For any band, the release of a second record always brings up the possibility of the dreaded sophomore slump. However, in a recent interview with The Marquee, guitarist/ vocalist/keyboardist Parker Gispert and drummer Julian Dorio told The Marquee that wasn’t the case for The Whigs, who are rounded out by Tim Deaux on bass. “I think the sophomore slump is due to pressure, but for us, you know, we didn’t have a lot of people looking for our release. We were still small enough that it was exciting rather than daunting to make our second album,” said Gispert.

Perhaps it also helped that they went into the studio with noted producer Rob Schnapf (Elliott Smith, Beck, Guided by Voices), thanks to signing with ATO Records — choice that was made mostly because ATO was willing to let the band “just do our thing without a lot of red tape. It was a really great opportunity,” Gispert said. “We were able to just relax, play and sing, which is what is natural to us. We were allowed to just be musicians rather than multi-tasking at everything like last time. It was definitely a lot less stressful.”
Besides having the help of a producer, The Whigs also had a definite goal in the studio this time around. “We wanted to capture the energy and spirit of our live show,” Gispert said. “We are a touring band when it comes down to it and we have sort of an obsession with stripped down sounds, so we didn’t want a lot of overdubs, extra guitars or anything like that.” Thankfully, Schnapf let the band do just that. “One of the things we liked about Rob is that he brings the style of whomever he’s working with,” Gispert said of the producer.
As for the sound of the album, it isn’t very different, musically speaking. Gispert said, “We knew that sonically it was going to sound different. It being two years later, there were going to be changes that we probably couldn’t even see that were going to be happening to the music.” Old fans don’t need to worry, though; The Whigs are still playing the hell out of their particular brand of Southern garage-rock. But, the production makes a world of difference in a good way — as you can imagine, considering the first album was recorded in a dilapidated mansion in Athens, Georgia.
However, the old adage of “if it ain’t broke, don’t fix it” may be exactly why the music didn’t change too drastically. After the success of The Whigs first album, Give ‘Em All A Big Fat Lip, and the immediate praise for January’s release of Mission Control, the boys were invited to play on “David Letterman” as well as “Conan O’Brien.” And while Gispert told us “it didn’t result in thousands of screaming fans,” he did allow that it definitely raised awareness of the band.
Perhaps as an added bonus, Gispert is a self-proclaimed late show music buff. “I actually have a giant VHS collection of different people playing on late-night television. Growing up, if anybody was coming on that I liked, I would tape it and watch it over and over again. It seems pretty surreal, almost wrong even, that we’ll be playing there now,” he said.
However, those shows are just two stops along what will end up being a well-traveled road for The Whigs.
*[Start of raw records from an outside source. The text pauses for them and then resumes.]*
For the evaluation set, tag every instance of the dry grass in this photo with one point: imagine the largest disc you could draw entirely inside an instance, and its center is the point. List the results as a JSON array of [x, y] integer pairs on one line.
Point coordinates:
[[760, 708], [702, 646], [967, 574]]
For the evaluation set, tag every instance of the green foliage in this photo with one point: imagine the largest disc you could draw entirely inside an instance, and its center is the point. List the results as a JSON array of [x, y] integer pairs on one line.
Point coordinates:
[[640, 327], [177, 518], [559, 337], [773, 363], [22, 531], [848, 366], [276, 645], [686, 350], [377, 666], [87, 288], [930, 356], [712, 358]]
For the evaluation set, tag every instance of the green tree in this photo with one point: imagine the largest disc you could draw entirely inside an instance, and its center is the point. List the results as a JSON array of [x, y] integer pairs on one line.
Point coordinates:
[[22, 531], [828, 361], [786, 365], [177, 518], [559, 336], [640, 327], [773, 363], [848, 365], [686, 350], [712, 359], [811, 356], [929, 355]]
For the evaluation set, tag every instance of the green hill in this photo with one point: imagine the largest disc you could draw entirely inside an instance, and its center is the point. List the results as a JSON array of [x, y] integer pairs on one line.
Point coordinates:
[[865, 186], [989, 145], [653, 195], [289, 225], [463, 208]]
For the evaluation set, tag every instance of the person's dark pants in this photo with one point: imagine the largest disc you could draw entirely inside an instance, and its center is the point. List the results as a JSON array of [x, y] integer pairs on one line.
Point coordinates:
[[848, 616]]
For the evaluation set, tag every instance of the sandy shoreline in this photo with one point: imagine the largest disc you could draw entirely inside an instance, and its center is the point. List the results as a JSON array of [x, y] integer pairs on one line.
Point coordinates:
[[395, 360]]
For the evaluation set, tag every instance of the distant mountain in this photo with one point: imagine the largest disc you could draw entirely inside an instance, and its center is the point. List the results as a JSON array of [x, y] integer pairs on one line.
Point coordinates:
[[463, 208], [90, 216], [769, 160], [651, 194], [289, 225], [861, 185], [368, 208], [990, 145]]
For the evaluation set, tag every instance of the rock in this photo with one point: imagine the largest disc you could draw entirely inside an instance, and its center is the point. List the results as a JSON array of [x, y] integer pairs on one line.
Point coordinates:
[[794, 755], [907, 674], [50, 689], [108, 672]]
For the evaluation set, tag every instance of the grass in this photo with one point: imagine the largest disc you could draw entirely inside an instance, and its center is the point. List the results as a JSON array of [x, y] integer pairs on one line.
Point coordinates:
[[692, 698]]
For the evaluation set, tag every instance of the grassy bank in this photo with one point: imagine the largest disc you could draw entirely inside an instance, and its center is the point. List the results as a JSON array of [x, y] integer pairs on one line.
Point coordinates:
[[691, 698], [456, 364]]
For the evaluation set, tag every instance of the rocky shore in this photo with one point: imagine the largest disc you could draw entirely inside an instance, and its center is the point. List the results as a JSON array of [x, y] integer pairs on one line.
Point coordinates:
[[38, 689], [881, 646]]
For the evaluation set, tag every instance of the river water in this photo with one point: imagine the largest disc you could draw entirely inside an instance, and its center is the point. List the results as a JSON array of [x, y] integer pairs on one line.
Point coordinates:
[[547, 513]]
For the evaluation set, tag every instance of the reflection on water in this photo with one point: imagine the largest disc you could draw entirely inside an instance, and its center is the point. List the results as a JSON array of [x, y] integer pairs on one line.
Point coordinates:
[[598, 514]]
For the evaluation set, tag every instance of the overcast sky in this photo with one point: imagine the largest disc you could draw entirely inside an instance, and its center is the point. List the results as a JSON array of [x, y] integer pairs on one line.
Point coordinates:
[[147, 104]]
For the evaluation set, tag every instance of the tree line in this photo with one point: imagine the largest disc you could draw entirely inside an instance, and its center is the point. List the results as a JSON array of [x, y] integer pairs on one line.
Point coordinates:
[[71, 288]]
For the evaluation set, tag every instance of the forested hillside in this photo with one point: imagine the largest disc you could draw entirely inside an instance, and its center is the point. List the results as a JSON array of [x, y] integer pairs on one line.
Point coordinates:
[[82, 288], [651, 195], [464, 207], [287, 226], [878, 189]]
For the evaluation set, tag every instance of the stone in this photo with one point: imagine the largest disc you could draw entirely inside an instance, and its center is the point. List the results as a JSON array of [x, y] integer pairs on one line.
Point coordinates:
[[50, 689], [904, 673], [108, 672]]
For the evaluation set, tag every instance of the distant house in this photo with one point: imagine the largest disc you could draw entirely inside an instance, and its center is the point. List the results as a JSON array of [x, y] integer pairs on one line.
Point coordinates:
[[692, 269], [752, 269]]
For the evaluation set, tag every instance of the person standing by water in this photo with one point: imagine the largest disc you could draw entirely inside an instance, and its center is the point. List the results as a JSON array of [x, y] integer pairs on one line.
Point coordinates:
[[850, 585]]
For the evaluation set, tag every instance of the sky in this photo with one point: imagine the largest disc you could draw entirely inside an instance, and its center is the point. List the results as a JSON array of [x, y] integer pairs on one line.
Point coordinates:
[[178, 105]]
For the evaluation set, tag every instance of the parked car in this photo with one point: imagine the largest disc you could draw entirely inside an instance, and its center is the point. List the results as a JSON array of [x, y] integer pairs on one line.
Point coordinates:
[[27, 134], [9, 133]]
Playing roughly every other day for the next two months at least, is what the group will be doing. And they are really looking forward to it. “There’s nothing more revealing than playing live,” said Dorio. “That’s when you find out what the songs are made of.”
If the reactions of audiences that have already experienced the live show or the rave reviews popping up all over the web are any indication of what the songs are made of, then The Whigs certainly have nothing to worry about. According to the fans, those songs are made of pure, obsession-worthy rock.